The thing about football is that a couple of guys cannot do much by themselves. Consider Donald last year. He had a huge year, and he certainly raised the defense's ceiling, but not enough to make it a great defense. Even great QBs can only do so much. This is very different from the NBA, where 1 or 2 truly great players can lift a team into contention, even if the coaching is mediocre.
The test of a coach is not whether he coaches great players. It's how he does with other players. Does he find ways to get production out of limited players? Can he motivate players without internal drive to do pretty well? Can he create team discipline that maximizes the odds of success, whatever the team's talent level?

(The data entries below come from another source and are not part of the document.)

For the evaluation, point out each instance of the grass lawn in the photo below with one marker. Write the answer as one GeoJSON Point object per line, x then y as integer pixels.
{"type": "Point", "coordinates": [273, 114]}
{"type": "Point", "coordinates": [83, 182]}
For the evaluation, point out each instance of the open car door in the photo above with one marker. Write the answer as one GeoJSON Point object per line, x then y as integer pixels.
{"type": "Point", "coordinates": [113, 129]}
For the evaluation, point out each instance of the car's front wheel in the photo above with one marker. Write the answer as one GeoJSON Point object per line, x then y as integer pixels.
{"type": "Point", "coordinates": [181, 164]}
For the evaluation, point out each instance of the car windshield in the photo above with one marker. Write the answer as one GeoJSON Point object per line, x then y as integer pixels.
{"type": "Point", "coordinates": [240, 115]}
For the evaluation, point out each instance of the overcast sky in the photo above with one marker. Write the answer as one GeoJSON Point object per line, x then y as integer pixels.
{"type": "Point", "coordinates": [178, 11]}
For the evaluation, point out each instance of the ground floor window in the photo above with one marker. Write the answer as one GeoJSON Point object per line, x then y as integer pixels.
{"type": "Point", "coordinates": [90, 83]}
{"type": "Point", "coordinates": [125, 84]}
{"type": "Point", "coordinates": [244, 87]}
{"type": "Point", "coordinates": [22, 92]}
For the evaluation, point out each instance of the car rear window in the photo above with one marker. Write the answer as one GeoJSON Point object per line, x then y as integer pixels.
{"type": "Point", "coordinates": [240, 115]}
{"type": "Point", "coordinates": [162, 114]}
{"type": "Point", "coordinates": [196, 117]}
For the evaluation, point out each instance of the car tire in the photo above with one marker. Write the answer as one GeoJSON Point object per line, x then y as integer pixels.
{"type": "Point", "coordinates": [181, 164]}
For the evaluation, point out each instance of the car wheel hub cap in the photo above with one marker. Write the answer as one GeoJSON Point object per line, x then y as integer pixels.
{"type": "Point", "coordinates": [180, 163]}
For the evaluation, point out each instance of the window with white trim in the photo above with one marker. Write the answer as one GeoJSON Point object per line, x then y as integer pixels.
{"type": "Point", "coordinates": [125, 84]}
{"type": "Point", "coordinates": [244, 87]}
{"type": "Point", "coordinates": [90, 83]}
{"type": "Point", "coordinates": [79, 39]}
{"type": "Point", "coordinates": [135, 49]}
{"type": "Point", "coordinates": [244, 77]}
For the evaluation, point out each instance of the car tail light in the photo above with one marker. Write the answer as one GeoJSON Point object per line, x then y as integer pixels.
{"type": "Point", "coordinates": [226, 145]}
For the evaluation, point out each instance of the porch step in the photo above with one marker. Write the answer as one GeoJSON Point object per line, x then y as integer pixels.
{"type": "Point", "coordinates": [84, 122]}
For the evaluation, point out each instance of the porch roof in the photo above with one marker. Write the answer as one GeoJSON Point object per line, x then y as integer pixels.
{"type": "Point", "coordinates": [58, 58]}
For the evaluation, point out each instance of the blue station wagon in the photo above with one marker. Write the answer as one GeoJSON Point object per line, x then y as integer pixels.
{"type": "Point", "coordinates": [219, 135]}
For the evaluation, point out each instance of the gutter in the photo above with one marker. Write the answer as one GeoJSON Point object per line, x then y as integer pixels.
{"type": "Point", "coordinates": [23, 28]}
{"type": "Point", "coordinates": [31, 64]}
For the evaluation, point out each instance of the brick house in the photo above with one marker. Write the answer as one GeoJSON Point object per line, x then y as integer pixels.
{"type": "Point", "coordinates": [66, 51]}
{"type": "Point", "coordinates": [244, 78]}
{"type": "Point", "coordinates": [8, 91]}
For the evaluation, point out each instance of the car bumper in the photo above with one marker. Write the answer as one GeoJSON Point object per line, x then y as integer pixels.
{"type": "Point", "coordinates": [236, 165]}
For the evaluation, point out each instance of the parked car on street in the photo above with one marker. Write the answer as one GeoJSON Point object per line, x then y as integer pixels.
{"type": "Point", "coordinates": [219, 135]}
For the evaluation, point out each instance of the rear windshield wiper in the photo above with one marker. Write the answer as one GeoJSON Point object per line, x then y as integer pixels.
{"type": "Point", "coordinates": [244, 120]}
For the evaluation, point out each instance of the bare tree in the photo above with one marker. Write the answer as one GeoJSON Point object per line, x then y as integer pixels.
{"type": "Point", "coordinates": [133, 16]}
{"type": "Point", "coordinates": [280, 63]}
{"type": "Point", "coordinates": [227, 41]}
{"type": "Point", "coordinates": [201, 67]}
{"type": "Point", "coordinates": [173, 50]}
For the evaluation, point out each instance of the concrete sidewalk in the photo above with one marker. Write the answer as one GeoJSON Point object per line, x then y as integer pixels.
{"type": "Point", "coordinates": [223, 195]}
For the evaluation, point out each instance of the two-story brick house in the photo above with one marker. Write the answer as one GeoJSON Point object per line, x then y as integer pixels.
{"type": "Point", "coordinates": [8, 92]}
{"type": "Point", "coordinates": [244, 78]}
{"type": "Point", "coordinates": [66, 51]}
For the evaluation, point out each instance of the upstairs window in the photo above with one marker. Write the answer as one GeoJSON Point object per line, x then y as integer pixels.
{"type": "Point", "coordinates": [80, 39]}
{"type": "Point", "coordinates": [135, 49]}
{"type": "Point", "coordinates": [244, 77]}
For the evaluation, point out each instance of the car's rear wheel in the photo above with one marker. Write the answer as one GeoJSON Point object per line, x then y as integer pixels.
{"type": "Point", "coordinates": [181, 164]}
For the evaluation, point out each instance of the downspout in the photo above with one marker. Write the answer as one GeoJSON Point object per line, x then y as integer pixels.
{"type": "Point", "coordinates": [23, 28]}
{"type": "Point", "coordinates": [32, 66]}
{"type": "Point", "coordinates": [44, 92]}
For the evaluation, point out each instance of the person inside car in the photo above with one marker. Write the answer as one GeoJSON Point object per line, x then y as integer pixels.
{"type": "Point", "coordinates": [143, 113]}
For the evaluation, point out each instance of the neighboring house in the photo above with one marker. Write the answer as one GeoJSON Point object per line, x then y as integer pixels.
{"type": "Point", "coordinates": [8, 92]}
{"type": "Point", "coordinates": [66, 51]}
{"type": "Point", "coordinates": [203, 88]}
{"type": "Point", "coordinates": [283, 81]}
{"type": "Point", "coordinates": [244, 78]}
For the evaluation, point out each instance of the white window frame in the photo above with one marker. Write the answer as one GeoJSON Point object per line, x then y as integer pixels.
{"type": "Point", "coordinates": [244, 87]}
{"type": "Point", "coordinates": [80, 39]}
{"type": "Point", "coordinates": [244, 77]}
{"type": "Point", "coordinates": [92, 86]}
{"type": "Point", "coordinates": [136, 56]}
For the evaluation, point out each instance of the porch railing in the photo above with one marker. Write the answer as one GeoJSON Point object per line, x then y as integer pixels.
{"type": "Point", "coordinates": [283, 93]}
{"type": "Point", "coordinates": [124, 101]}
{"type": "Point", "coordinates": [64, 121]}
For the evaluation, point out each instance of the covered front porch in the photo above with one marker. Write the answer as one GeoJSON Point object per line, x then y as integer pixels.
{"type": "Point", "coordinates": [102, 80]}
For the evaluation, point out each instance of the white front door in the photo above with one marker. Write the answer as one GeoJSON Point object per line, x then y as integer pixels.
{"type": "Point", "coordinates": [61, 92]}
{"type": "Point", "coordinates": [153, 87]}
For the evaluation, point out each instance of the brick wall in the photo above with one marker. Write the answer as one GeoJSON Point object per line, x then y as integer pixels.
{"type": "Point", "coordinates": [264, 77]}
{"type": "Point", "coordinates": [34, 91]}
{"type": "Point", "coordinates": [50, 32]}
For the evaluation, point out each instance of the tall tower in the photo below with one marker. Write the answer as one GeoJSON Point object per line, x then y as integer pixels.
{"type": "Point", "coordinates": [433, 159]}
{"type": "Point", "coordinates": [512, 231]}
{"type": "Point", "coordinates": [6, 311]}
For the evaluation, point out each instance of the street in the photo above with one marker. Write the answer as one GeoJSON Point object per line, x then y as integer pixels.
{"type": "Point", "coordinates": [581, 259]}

To me, the proper measure of a coach is not what he wins. It's how close to its ceiling he gets a team to play, consistently, over time, and through personnel turnovers. That's the thing with Bellichek. He's had Brady, and some day soon we'll find out how much of it was Brady. But he has sustained achievement through several roster generations and turnovers. I don't think Brady accounts for that. I think Bellichek is setting a standard for being able to sustain excellence over time with hundreds of players by seeing the value of not-great players and leading them to be productive.
That's what great coaches do. A great coach may or may not have the good fortune to be blessed with championship-level talent. But his teams will always play at their ceiling and achieve more than they should. There are a lot of college and HS coaches who display consistent greatness with limited resources.
And there are fortunate coaches who win rings by being at the right place in the right team with great players. I personally don't see either Vermeil or Martz as great coaches, but their team achieved greatness when the assemblage of talent was good enough. And because they were not great coaches, they could not sustain it through personnel turnovers.
Well, I'll quit at this point. Great players are wonderful, but IMO, no NFL team can succeed without excellent coaching.